Quem increpa de "aquecimentistas" os cientistas do clima (e a opinião pública que os leva a sério) que estão na origem da massa crescente de observações empíricas e projeções matemáticas sobre os processos de transformação antrópica do sistema Terra, introduz subrepticiamente, com este rótulo, a sugestão de que se trata de gente que ~deseja~ que o planeta aqueça; que não só "acha" que ele está aquecendo, mas que acha isso ótimo. Não, não é verdade que eles achem isso ótimo... Eles acham isso péssimo, catastrófico; e uma boa parte deles entende que tais processos só serão desacelerados, e seus efeitos mitigados, se sobrevierem mudanças radicais no dispositivo tecno-industrial e na axiomática teológica do capitalismo. Na mesma direção, "catastrofista" é um termo que a direita, ajudada por seus inocentes inúteis de "esquerda", utiliza para insinuar que quem afirma estarmos diante de uma catástrofe planetária está torcendo pela catástrofe, e portanto ou é um maluco apocalíptico, ou é um espertalhão que pretende convencer a plebe de que tal catástrofe é iminente (não, ela não é "iminente", ela já está acontecendo) e assim descolar uma graninha com essa patranha. Não, não é verdade que aqueles que falam em catástrofe sejam "a favor" da catástrofe... Exceto no sentido de que eles entendem que estamos diante de processos para os quais o adjetivo "catastrófico" está em vias de se transformar em um delicado eufemismo, e que é preciso agir para interromper tais processos, mitigá-los, e revertê-los na estreita medida do ainda possível.
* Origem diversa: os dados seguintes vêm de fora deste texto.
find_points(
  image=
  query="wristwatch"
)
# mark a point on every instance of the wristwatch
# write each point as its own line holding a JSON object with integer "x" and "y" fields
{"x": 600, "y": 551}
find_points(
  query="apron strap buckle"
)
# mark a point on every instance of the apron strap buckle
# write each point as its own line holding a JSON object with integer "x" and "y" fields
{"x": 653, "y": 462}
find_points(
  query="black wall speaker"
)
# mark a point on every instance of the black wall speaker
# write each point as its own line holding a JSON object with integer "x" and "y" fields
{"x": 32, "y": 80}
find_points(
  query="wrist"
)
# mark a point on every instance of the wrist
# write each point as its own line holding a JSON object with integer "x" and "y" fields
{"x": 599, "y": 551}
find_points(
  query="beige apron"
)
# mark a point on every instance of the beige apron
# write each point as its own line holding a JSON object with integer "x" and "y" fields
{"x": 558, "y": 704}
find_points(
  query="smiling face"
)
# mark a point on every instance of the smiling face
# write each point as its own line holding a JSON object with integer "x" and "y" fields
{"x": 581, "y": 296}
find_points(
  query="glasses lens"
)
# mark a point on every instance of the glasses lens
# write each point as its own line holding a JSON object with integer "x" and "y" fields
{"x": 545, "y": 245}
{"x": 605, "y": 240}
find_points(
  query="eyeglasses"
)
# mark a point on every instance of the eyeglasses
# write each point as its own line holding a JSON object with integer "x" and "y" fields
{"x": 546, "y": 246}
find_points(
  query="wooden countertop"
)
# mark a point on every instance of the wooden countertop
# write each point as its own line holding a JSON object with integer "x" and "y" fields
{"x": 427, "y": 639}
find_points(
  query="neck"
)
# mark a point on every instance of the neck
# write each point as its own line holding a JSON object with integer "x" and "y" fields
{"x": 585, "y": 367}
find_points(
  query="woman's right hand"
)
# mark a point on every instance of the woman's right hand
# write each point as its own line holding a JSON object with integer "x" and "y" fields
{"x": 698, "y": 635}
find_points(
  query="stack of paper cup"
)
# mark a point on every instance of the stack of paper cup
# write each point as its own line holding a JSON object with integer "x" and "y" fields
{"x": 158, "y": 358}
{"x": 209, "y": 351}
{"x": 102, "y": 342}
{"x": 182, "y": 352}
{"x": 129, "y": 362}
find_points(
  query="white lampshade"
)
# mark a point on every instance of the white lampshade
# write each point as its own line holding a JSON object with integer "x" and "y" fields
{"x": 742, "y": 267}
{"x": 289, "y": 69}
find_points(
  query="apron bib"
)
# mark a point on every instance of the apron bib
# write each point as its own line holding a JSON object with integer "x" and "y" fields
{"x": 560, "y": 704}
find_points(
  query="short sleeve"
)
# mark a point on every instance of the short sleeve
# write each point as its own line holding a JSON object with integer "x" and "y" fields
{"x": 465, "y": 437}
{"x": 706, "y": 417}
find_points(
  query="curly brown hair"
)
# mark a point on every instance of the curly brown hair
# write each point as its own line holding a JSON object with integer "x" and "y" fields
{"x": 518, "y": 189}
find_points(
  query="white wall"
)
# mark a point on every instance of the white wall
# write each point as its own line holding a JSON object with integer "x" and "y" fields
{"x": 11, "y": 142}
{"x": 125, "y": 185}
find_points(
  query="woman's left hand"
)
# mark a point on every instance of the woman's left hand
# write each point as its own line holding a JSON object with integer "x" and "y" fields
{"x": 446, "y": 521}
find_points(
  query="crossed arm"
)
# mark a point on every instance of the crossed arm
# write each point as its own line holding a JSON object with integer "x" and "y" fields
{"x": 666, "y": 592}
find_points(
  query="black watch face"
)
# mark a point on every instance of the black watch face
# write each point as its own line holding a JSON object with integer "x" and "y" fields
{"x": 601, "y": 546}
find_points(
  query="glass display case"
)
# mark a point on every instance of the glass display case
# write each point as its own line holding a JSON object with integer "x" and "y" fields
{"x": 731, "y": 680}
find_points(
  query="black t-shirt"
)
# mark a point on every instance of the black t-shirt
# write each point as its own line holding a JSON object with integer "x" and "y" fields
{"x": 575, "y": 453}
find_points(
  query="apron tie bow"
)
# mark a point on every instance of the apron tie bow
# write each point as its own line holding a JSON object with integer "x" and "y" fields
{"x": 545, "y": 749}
Aqueles que chamamos de "negacionistas", e que se auto-intitulam "céticos do clima", são chamados de negacionistas por nós — i.e. por aqueles que coincidem com a posição majoritária na comunidade acadêmica especializada — porque estes cientistas ou pseudo-cientistas negacionistas, seja por uma vaidade profissional elevada ao narcisismo psicótico, seja, frequentemente, por pura venalidade (muitos estão a soldo das indústrias do petróleo e de outras megacorporações criminosas), negam o que sabem perfeitamente ser certo, ou, para ser preciso, altissimamente provável. Não são "céticos", portanto; são, exatamente, negacionistas — trabalham para que a opinião pública ignore conclusões cientificas laboriosamente consolidadas; estimulam a paralisia, a (in)decisão de que nada se faça para mitigar os efeitos do aquecimento global. Desprezam, no mínimo, o elementar princípio da precaução. Na verdade, são eles os verdadeiros aquecimentistas e catastrofistas, pois colaboram ativamente para a progressão do aquecimento global e para a produção da catástrofe. São cúmplices, por imperícia ou por malícia, do presente estado de coisas. Devem portanto ser combatidos e contestados em todas as frentes, contextos e ocasiões.
E existem enfim os que chamarei de indiferentistas, posição compreensível quando se trata da população "em geral", cujo acesso à informação é restringido de todas as maneiras possíveis — mas a ficha vai acabar caindo, como já está caindo agora, quando (um exemplo entre centenas) a água começa a não cair mais do céu e as torneiras secam —, mas posição absolutamente inadmissível quando se trata de universitários, de estudiosos das ciências relacionadas ao sistema Terra, ou simplesmente de gente em condições de compreender a literatura especializada — senão no detalhe técnico fino, ao menos por ter a capacidade cultural e intelectual de sopesar os critérios de legitimação dos discursos científicos em circulação. Os indiferentistas estão muito próximos em espírito dos negacionistas, pois compartilham da mesma opção pela inação, da mesma adesão ao status quo. Estão do mesmo lado que estes na guerra pela Terra. Do lado da Exxon, da Shell, da BP, da Monsanto, da Bayer, da Nestlé, da Vale, da Odebrecht e da Camargo Corrêa.